Why Ahmadis Are Banned from Animal Sacrifice in Pakistan
With Eid-ul-Adha 2025 approaching on 7 June, Pakistan has intensified controls on the Ahmadi community—already declared non-Muslim in 1974. Punjab and Sindh police are handing out forced affidavits against Ahmadis that prohibit Eid prayers or qurbani even inside private homes. Any violation risks arrest or fines up to PKR 500,000. Human-rights monitors call it the most brazen Ahmadi persecution on Eid-ul-Adha in decades and a glaring test of religious freedom in Pakistan. Observers ask: “Can Canada block India from G7?” No—but in Pakistan the state can still block an entire sect from celebrating Islam’s holiest festival.
Pakistan’s Legal Maze—Article 20 vs. Ordinance XX
Pakistan’s constitution promises every citizen “the right to profess, practice and propagate religion.” Yet the same charter was amended in 1974 to brand Ahmadis non-Muslim, and Ordinance XX (1984) criminalises any Ahmadi act that “resembles” mainstream Islam. Sections 298-B/C of the Penal Code forbid them to say Salaam, recite the Quran in public, or perform Eid rituals. The Supreme Court insists Ahmadis may worship privately, but fresh Punjab police Ahmadi affidavits shred even that narrow space. Local authorities quote petitions from the Lahore High Court Bar Association, echoing pressure from Tehreek-e-Labbaik Pakistan extremism, to justify the Pakistan Eid animal sacrifice ban. Critics warn the state is weaponising law to erase the constitutional rights of Ahmadis, proving that Article 20 freedom of religion Pakistan is honored in breach, not spirit.
Societal Fallout—Tehreek-e-Labbaik, Police Raids, and Global Repercussions
On the ground, fear is palpable. In June 2024 alone, rights groups logged 36 arbitrary arrests—police raiding homes, seizing animals meant for sacrifice, and detaining worshippers mid-prayer. Hard-line clerics linked to Tehreek-e-Labbaik anti-Ahmadi actions publicly celebrate the clampdown, while social media hashtags cheer for harsher penalties. Meanwhile, the Human Rights Commission of Pakistan (HRCP) and Amnesty International decry “state-endorsed bigotry.” Foreign embassies quietly question Islamabad’s credibility whenever it argues for minority rights in South Asia or touts its UN commitments. Each affidavit forced on an Ahmadi deepens the perception that religious discrimination against Ahmadis peaks before Eid, shrinking Pakistan’s moral standing abroad just when it seeks debt relief and stronger trade ties.
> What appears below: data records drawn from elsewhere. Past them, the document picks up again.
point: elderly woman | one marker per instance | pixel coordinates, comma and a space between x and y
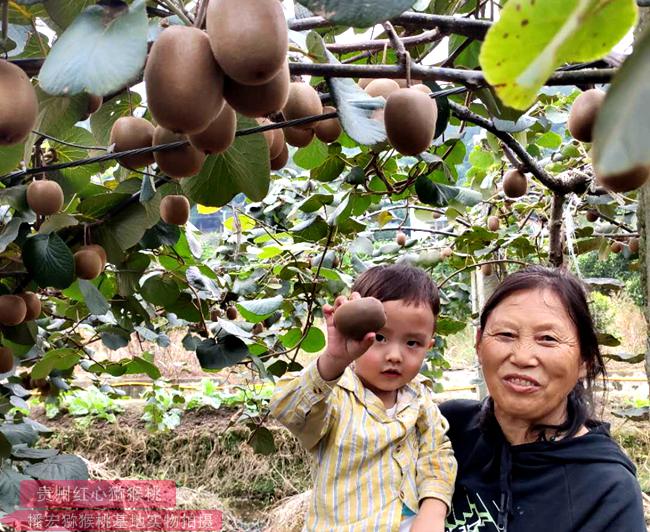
531, 457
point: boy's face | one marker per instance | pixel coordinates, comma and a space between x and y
399, 349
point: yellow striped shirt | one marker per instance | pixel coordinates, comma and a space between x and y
367, 465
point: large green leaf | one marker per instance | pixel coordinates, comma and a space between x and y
100, 52
623, 126
49, 260
244, 167
546, 34
357, 13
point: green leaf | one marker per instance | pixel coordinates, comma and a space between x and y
100, 52
622, 129
546, 35
215, 356
244, 167
258, 310
49, 261
357, 13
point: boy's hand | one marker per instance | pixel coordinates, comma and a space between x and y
341, 351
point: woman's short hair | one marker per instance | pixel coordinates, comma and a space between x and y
572, 294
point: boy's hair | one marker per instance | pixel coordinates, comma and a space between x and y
399, 281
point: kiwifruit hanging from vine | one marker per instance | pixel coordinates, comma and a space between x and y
18, 104
219, 135
410, 121
87, 264
298, 137
175, 209
183, 81
33, 304
184, 161
249, 38
44, 197
12, 310
259, 100
303, 101
358, 317
584, 111
328, 130
515, 184
131, 133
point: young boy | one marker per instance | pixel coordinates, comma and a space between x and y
382, 460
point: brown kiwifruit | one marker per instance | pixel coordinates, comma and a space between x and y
12, 310
6, 359
130, 133
303, 101
410, 121
33, 304
584, 111
184, 161
45, 197
616, 247
183, 81
330, 129
515, 184
219, 135
281, 160
18, 104
175, 209
358, 317
493, 223
298, 137
87, 264
625, 181
249, 38
260, 100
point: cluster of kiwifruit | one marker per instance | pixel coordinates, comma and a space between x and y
409, 116
582, 119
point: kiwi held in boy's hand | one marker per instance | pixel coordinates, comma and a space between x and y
358, 317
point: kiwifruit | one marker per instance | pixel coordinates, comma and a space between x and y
183, 81
219, 135
281, 160
130, 133
249, 38
179, 162
358, 317
12, 310
45, 197
33, 304
87, 264
18, 104
328, 130
303, 101
584, 111
515, 183
298, 137
175, 209
6, 359
259, 100
410, 121
616, 247
626, 181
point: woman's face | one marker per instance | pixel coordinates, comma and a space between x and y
530, 354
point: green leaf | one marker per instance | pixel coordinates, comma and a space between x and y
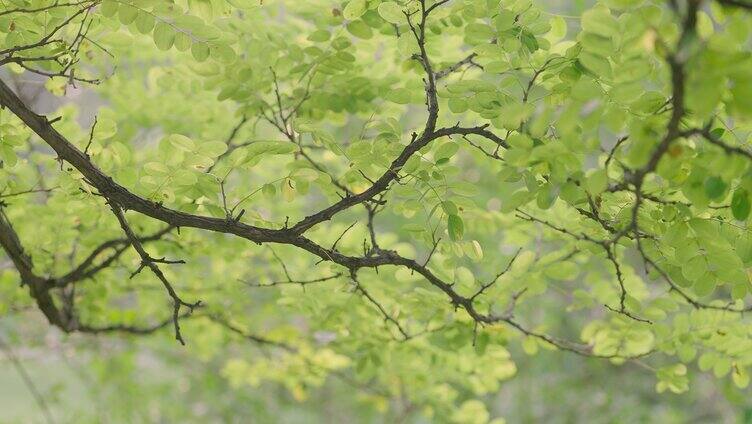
740, 204
715, 187
354, 9
391, 12
164, 36
181, 142
455, 227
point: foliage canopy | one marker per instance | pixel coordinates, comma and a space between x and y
388, 192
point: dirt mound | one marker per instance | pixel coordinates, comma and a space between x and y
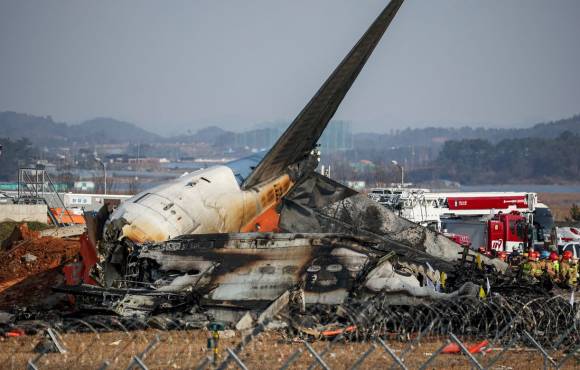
33, 256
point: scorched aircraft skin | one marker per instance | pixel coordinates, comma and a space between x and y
178, 244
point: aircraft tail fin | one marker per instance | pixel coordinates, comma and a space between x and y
300, 138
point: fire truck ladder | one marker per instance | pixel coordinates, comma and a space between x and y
35, 187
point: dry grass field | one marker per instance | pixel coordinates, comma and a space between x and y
270, 350
560, 203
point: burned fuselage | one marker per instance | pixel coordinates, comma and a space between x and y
248, 271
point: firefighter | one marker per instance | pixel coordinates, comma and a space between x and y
568, 270
544, 258
553, 267
531, 268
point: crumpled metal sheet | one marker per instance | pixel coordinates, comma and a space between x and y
319, 204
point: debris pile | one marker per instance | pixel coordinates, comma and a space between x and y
31, 266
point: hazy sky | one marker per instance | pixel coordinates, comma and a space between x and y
177, 65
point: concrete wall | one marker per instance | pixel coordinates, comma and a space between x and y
23, 212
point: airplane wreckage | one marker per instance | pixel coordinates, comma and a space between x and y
235, 238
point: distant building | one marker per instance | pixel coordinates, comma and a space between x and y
84, 185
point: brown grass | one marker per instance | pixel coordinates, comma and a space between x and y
185, 349
560, 203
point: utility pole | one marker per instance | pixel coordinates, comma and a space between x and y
104, 170
402, 172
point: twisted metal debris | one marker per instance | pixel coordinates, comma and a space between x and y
498, 317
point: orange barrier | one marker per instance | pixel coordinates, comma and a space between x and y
79, 272
453, 348
71, 216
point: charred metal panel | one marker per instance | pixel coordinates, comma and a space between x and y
339, 211
206, 201
251, 269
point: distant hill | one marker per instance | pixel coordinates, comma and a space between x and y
109, 130
436, 136
39, 130
44, 131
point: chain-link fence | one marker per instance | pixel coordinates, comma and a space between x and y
492, 333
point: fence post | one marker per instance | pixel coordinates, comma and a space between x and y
392, 354
363, 357
291, 359
316, 356
542, 350
466, 352
239, 362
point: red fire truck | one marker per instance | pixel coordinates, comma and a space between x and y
494, 221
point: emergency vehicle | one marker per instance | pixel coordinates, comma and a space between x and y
494, 221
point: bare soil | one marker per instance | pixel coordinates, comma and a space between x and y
560, 203
186, 349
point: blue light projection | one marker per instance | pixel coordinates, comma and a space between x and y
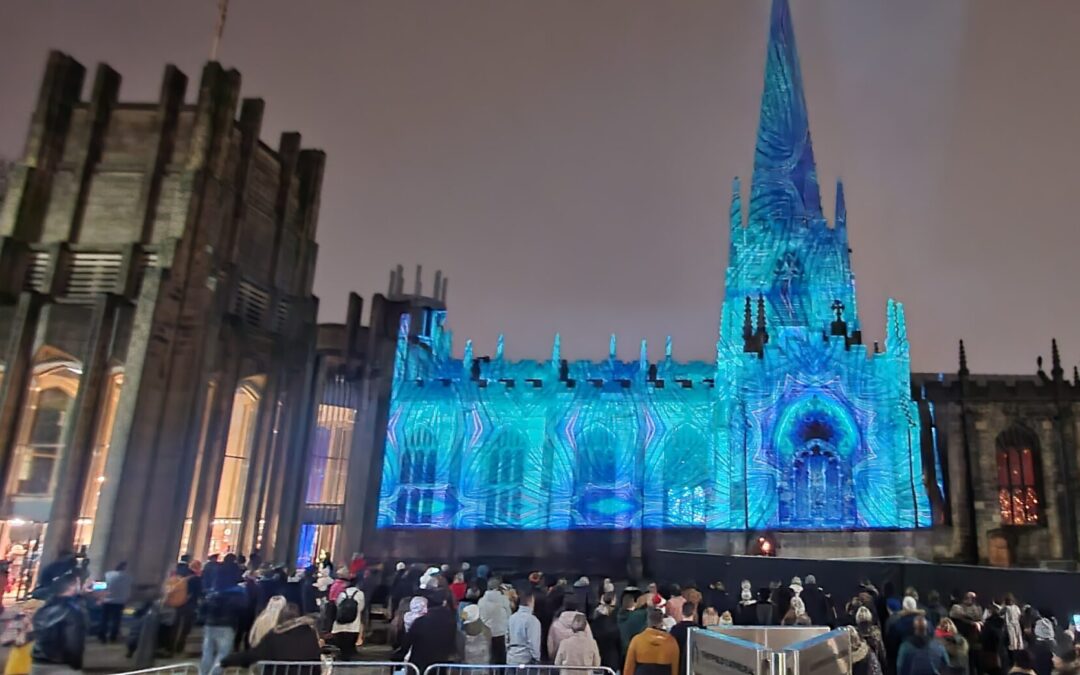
794, 426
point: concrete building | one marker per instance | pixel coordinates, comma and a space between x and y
157, 324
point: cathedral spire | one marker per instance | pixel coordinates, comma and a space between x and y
785, 178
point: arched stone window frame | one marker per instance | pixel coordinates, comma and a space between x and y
1018, 475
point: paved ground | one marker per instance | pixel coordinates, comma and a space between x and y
113, 658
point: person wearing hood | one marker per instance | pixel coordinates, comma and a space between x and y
348, 629
743, 612
633, 618
993, 655
863, 659
817, 602
495, 612
1065, 661
915, 655
562, 628
710, 618
605, 628
583, 593
1043, 646
682, 633
716, 596
652, 651
674, 604
1011, 615
871, 633
523, 633
900, 625
474, 638
400, 586
796, 613
294, 638
763, 612
579, 649
948, 652
432, 637
784, 594
59, 628
1023, 663
935, 611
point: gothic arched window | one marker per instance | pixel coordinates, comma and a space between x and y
505, 471
686, 475
1017, 458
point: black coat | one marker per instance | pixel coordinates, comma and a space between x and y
679, 632
608, 640
818, 605
295, 640
59, 632
433, 637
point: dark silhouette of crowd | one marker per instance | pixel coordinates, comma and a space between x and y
251, 612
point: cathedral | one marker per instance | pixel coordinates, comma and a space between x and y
165, 388
795, 426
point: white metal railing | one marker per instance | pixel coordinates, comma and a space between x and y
173, 669
531, 669
327, 666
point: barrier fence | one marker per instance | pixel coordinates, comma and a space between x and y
768, 650
174, 669
530, 669
328, 666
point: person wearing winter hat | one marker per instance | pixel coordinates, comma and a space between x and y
948, 652
863, 659
474, 638
710, 618
1066, 662
579, 648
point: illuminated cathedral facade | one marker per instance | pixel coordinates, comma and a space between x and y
796, 424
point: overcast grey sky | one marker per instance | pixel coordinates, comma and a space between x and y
567, 162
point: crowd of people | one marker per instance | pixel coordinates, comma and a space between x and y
253, 612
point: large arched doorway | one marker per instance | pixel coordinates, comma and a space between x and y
686, 474
815, 442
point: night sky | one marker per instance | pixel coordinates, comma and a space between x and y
568, 162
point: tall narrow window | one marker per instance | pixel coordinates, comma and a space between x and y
46, 414
95, 475
1018, 499
228, 511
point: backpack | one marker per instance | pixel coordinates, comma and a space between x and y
326, 617
176, 592
348, 609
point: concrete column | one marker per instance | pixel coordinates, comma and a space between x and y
31, 183
217, 436
261, 449
298, 463
104, 98
81, 432
17, 362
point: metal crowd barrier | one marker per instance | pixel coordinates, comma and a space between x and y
328, 667
532, 669
768, 650
174, 669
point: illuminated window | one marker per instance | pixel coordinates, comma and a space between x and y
52, 392
686, 474
1018, 499
95, 475
505, 471
329, 461
419, 471
232, 489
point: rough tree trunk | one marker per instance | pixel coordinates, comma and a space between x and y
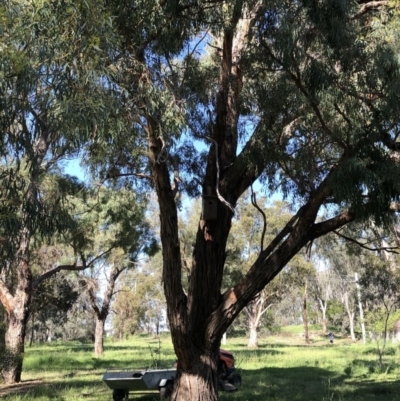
198, 380
14, 339
253, 337
17, 309
305, 315
350, 314
98, 337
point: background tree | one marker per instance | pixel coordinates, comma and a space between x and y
119, 235
51, 101
140, 303
381, 293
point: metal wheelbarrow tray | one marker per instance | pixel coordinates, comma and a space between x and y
140, 380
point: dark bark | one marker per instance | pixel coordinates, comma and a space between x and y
99, 338
305, 315
17, 317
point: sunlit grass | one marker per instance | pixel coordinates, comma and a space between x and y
283, 368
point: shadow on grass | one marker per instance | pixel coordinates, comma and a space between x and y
309, 384
304, 383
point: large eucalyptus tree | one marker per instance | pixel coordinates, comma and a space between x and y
302, 96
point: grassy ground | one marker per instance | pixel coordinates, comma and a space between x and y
282, 369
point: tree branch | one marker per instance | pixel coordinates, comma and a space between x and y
372, 5
354, 241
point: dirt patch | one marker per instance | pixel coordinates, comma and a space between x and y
19, 388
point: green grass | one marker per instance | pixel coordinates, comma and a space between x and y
283, 368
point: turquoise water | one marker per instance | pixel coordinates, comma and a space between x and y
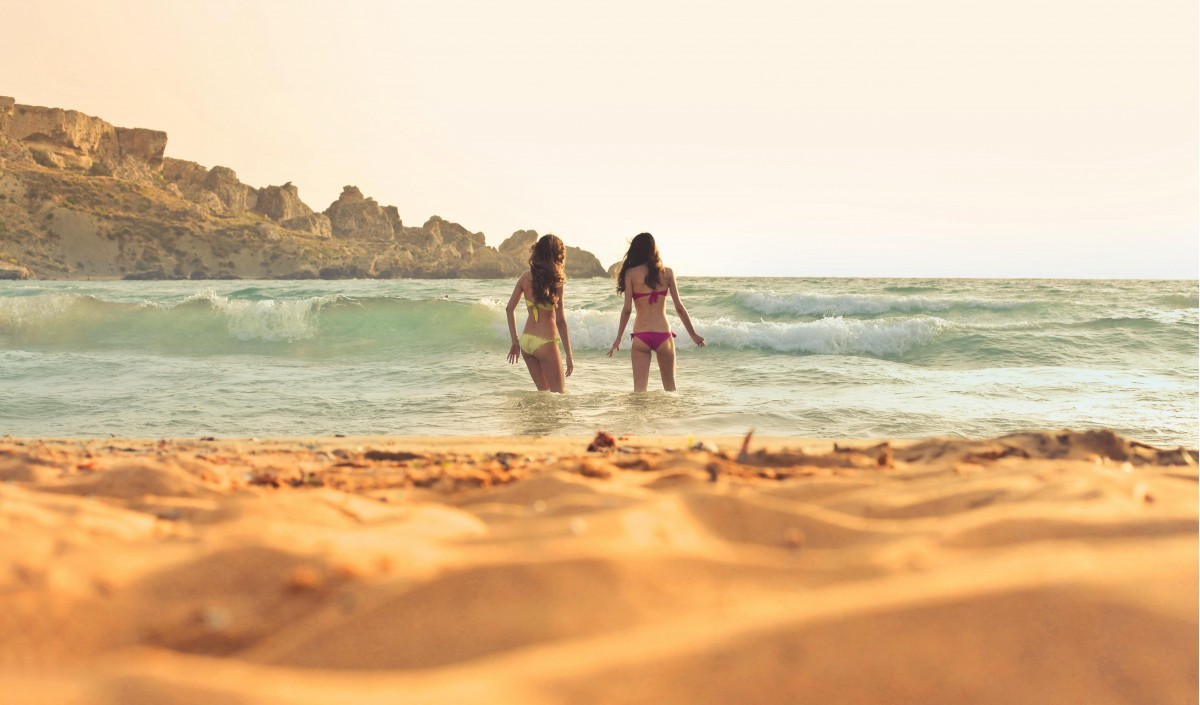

This crackdown brutally underscores how Ahmadi Muslim rights in Pakistan remain shackled by populist religio-politics: until power centres in Lahore, Islamabad, and Rawalpindi summon the will to uphold the constitution over mob pressure, every Eid will replay the same grim drama of forced affidavits, police raids, and silenced prayers—laying bare, yet again, a human-rights deficit that damages Pakistan’s credibility not abroad alone but, most tellingly, in its own backyard.